Re: segfault in HEAD when too many nested functions call

From: Tom Lane <tgl(at)sss(dot)pgh(dot)pa(dot)us>
To: Andres Freund <andres(at)anarazel(dot)de>
Cc: Julien Rouhaud <julien(dot)rouhaud(at)dalibo(dot)com>, pgsql-hackers <pgsql-hackers(at)postgresql(dot)org>
Subject: Re: segfault in HEAD when too many nested functions call
Date: 2017-07-18 19:45:53
Message-ID: 3979.1500407153@sss.pgh.pa.us
Views: Raw Message | Whole Thread | Download mbox | Resend email
Thread:
Lists: pgsql-hackers

Andres Freund <andres(at)anarazel(dot)de> writes:
> Attached is a trivial patch implementing 1) and a proof-of-concept hack
> for 2).

The comment you made previously, as well as the proposed commit message
for 0001, suggest that you've forgotten that pre-v10 execQual.c had
several check_stack_depth() calls.
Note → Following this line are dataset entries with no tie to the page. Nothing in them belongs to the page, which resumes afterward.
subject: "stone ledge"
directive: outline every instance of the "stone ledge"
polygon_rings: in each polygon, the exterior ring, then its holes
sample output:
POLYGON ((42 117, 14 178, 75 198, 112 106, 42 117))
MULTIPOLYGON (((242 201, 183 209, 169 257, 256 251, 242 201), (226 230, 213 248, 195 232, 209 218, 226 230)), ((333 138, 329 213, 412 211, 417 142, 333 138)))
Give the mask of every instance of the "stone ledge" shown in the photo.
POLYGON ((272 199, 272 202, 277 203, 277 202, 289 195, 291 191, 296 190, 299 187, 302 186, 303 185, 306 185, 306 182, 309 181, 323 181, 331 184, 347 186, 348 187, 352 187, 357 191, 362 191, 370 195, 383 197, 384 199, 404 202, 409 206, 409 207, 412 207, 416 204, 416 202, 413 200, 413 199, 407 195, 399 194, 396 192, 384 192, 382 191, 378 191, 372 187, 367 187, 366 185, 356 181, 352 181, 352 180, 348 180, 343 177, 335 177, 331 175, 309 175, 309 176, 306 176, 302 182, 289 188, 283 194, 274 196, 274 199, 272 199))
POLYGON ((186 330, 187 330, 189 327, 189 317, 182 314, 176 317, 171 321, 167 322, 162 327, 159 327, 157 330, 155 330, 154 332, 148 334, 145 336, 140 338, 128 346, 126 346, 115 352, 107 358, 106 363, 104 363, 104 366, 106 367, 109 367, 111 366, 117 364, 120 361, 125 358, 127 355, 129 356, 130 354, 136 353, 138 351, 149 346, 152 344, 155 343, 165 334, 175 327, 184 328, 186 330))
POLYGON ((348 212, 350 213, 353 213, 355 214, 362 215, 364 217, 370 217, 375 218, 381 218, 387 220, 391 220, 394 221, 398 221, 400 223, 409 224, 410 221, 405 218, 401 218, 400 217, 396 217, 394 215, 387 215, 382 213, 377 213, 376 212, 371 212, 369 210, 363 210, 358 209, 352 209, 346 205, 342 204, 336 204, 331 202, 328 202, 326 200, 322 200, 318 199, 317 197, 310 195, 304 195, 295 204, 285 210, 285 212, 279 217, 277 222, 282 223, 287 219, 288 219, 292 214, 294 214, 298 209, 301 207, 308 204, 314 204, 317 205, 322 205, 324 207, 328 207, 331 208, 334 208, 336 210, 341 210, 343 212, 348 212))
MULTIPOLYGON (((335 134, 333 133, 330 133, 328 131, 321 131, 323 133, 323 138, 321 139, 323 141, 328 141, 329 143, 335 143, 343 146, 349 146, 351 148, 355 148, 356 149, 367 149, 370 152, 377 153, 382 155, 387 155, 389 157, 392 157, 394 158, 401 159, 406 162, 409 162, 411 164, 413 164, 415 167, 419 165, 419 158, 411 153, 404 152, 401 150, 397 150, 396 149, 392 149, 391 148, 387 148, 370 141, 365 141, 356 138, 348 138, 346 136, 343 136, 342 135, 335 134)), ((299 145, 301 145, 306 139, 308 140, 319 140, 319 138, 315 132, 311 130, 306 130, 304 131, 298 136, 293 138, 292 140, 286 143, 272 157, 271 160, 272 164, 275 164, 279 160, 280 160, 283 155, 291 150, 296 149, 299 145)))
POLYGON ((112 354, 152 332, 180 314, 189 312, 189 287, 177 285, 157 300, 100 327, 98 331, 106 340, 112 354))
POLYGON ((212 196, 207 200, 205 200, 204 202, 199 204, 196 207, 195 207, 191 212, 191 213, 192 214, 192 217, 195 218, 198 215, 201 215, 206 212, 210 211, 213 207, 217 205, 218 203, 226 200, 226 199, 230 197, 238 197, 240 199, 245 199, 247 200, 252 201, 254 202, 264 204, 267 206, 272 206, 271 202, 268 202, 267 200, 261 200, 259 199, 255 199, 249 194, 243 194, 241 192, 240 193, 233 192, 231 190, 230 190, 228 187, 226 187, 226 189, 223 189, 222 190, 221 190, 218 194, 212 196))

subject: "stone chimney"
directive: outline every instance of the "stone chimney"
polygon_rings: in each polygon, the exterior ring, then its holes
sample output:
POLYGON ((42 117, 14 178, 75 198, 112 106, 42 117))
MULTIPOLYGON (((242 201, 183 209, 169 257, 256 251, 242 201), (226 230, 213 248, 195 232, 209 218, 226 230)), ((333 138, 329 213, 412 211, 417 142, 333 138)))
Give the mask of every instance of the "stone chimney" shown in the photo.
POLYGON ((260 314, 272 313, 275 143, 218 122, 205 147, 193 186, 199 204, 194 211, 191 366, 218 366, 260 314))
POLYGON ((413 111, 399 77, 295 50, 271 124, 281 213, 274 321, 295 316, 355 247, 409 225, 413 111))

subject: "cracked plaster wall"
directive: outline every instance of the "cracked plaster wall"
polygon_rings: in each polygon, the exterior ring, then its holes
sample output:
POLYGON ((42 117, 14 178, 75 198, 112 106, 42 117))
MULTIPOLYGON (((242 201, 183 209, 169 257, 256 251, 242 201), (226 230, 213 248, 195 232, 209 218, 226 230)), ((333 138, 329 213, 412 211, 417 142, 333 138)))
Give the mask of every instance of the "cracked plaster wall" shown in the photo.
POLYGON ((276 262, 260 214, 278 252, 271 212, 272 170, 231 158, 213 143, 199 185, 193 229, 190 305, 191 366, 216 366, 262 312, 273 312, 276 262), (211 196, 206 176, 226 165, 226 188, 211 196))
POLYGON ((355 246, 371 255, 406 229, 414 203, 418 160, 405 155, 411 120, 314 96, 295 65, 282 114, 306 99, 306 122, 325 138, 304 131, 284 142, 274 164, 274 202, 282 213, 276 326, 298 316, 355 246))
Per its header comment,

* During expression evaluation, we check_stack_depth only in
* ExecMakeFunctionResult (and substitute routines) rather than at every
* single node. This is a compromise that trades off precision of the
* stack limit setting to gain speed.

and there was also a check in the recursive ExecInitExpr routine.

While it doesn't seem to be documented anywhere, I believe that we'd
argued that ExecProcNode and friends didn't need their own stack depth
checks because any nontrivial node would surely do expression evaluation
which would contain a check.

So the basic issue here is that (1) expression eval, per se, no longer
has any check and (2) it's not clear that we can rely on expression
compilation to substitute for that, since at least in principle
recompilation could be skipped during recursive use of a plan node.

I agree that adding a check to ExecInitNode() is really necessary,
but I'm not convinced that it's a sufficient substitute for checking
in ExecProcNode(). The two flaws I see in that argument are

(a) you've provided no hard evidence backing up the argument that node
initialization will take strictly more stack space than node execution;
as far as I can see that's just wishful thinking.

(b) there's also an implicit assumption that ExecutorRun is called from
a point not significantly more deeply nested than the corresponding
call to ExecutorStart. This seems also to depend on nothing much better
than wishful thinking. Certainly, many ExecutorRun calls are right next
to ExecutorStart, but several of them aren't; the portal code and
SQL-function code are both scary in this respect.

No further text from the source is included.